Formfutura Volcano PLA Review
Welcome to my review of Formfutura’s White Volcano PLA Filament. I would like to thank George from 3DPreviews.co.uk for giving me this spool to review. I have had this spool for a while now and have been very excited to review it due to Volcano PLA’s unique properties…
‘Annealing’ is a process done to metals that increase their strength and durability without changing their shape. You can also do this with PLA. So, how does it work? Well, first you preheat the oven to half the melting point of the PLA you are using – in this case, 110 degrees Celsius, this is what’s called the ‘glass transition temperature’ at this temperature the plastic releases some of the tensile and compression forces.
Leaving the print in the oven for a period of time and then letting it cool for an extended period of time redistributes the stresses in the plastic making it tougher, and more resistant to high temperatures.
So what’s so great about Volcano PLA if you can anneal any PLA? The problem with annealing regular generic PLA is that it will shrink loads resulting in a part that may not fit its specific purpose. One of Volcano PLA’s signature properties is that when it is annealed it shrinks “roughly 8 times less” than competitor PLA. It only shrinks less than 0.3% this means your part will still fit most of its applications.
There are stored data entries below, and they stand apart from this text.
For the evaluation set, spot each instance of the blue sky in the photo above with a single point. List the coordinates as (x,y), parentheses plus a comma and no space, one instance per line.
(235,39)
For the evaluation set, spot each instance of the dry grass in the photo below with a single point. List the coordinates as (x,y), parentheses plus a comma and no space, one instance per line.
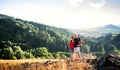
(43,64)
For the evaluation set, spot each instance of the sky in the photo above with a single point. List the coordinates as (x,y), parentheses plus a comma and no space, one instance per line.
(73,14)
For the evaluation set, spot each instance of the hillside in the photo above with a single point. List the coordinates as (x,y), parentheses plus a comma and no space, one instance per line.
(98,31)
(28,39)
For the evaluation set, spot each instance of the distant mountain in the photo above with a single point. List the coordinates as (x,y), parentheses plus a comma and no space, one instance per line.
(111,26)
(98,31)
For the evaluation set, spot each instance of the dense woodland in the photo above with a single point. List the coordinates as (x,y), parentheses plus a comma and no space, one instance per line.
(27,39)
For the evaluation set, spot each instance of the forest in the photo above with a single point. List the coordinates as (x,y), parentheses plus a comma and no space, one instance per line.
(21,39)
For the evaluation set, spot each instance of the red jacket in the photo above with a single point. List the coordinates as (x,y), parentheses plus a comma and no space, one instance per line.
(71,45)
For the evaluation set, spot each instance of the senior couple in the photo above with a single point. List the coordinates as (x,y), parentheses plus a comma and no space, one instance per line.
(74,47)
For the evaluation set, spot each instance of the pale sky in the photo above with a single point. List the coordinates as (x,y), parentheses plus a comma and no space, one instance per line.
(74,14)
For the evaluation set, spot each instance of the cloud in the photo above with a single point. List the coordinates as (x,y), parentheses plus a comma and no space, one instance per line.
(97,4)
(76,3)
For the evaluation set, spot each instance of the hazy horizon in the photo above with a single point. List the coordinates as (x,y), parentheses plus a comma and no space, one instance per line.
(72,14)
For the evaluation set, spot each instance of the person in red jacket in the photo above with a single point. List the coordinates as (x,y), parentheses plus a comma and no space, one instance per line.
(71,47)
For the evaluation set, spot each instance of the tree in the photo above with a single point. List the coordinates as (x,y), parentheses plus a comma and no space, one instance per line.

I printed a pot with a screwtop lid. Before annealing the lid screwed on very easily and lined up with the threading very well. The measurements of the big pot were 38.9mm high, 51mm diameter, 44mm inside diameter. The measurements of the small pot were 31.9mm high, 42mm diameter, 36mm inside diameter.
As the parts are relatively small I put them in the preheated oven at 110 degrees celsius for 20 minutes (as directed by website). I then turned the oven off and let them cool down slowly inside it. I took them out of the oven and they felt somewhat rougher, and the lids had more resistance to screwing on.
When the big pot came out the diameter had stayed the same, the inside diameter had shrunk by 0.3mm and the height had also shrunk by 0.5mm.
When the small pot came out the diameter had stayed the same, the inside diameter had stayed the same and the height had shrunk by 0.1mm.
Due to the shrinkage being a percentage the larger the print, the more it will shrink. The large pot shrunk more than the small pot but also the lids did not shrink as much as the pots making them tighter to screw on.
So, Volcano PLA is brilliant when it comes to strength and heat resistance. But what if you don’t care about annealing and don’t need good heat resistance? The Volcano PLA is a joy to print with, not a single print I did with it failed. The prints were very smooth to touch and were relatively robust even before annealing. Layer lines were not very visible resulting in a premium finish even with a 0.2mm layer height.